Il rifiuto del lavoratore. Se il lavoratore si è obbligato a rispondere alla chiamata del datore di lavoro il suo rifiuto, senza giustificato motivo, può comportare la risoluzione del rapporto, la restituzione della quota di indennità di disponibilità riferita al periodo successivo al rifiuto e il risarcimento del danno la cui misura è affidata alla contrattazione collettiva o in mancanza al contratto di lavoro.

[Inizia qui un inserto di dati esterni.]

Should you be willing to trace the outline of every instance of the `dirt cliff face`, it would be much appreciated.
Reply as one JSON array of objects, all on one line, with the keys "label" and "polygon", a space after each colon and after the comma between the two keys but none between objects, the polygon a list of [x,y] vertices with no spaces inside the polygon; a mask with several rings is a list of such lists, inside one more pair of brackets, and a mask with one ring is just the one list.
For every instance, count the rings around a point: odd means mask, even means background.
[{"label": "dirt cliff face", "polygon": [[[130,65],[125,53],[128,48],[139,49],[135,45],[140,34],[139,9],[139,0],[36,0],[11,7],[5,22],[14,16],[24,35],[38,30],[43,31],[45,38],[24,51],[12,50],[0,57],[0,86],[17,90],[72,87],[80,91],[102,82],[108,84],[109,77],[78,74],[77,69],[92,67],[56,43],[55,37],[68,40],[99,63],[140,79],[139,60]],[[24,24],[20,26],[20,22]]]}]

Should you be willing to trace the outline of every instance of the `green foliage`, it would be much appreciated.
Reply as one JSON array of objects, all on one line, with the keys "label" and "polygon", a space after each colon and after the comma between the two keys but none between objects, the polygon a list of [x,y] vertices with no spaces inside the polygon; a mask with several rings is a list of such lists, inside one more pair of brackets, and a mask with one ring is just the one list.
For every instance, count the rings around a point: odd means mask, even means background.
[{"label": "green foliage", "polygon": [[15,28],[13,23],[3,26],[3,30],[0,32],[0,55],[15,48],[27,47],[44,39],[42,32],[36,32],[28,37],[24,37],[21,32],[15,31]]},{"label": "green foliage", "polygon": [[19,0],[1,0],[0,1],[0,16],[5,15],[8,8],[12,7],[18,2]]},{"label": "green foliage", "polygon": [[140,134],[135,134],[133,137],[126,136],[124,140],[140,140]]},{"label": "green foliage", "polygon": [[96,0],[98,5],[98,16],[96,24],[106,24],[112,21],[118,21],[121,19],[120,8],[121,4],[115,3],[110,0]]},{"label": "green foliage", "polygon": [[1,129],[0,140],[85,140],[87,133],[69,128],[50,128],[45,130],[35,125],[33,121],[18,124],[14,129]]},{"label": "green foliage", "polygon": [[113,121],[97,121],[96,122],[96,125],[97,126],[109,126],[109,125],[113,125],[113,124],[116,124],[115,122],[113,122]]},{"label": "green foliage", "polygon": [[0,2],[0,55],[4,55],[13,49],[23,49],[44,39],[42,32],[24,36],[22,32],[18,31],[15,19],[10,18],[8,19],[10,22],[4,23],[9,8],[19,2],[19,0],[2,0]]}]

La normativa di riferimento. La fase di attuazione del lavoro intermittente è stata rimessa ai seguenti provvedimenti:

Dlgs 276/2003, articoli 33-40;
Decreto del ministero del Lavoro 10 marzo 2004: ha quantificato l’indennità di disponibilità da corrispondere al lavoratore in attesa di chiamata;
Dlgs 251/2004 (correttivo del Dlgs 276/2003), articolo 10: ha ribadito che il contratto di lavoro intermittente può essere sottoscritto anche per il lavoro nel week-end o in periodi predeterminati (ferie estive, vacanze pasquali o natalizie);
Decreto del ministero del Lavoro 23 ottobre 2004;
Decreto del ministero del Lavoro di concerto con l’Economia 30 dicembre 2004;
Circolare del ministero del Lavoro 4/2005: ha fornito chiarimenti e indicazioni operative in merito all’impiego del contratto;
Legge 80/2005, articolo 1-bis: modificando il Dlgs 276/2003, ha confermato l’opportunità di stipulare il contratto di lavoro intermittente con giovani di età inferiore a 25 anni e lavoratori over 45 anche pensionati. Questa previsione non ha più carattere sperimentale.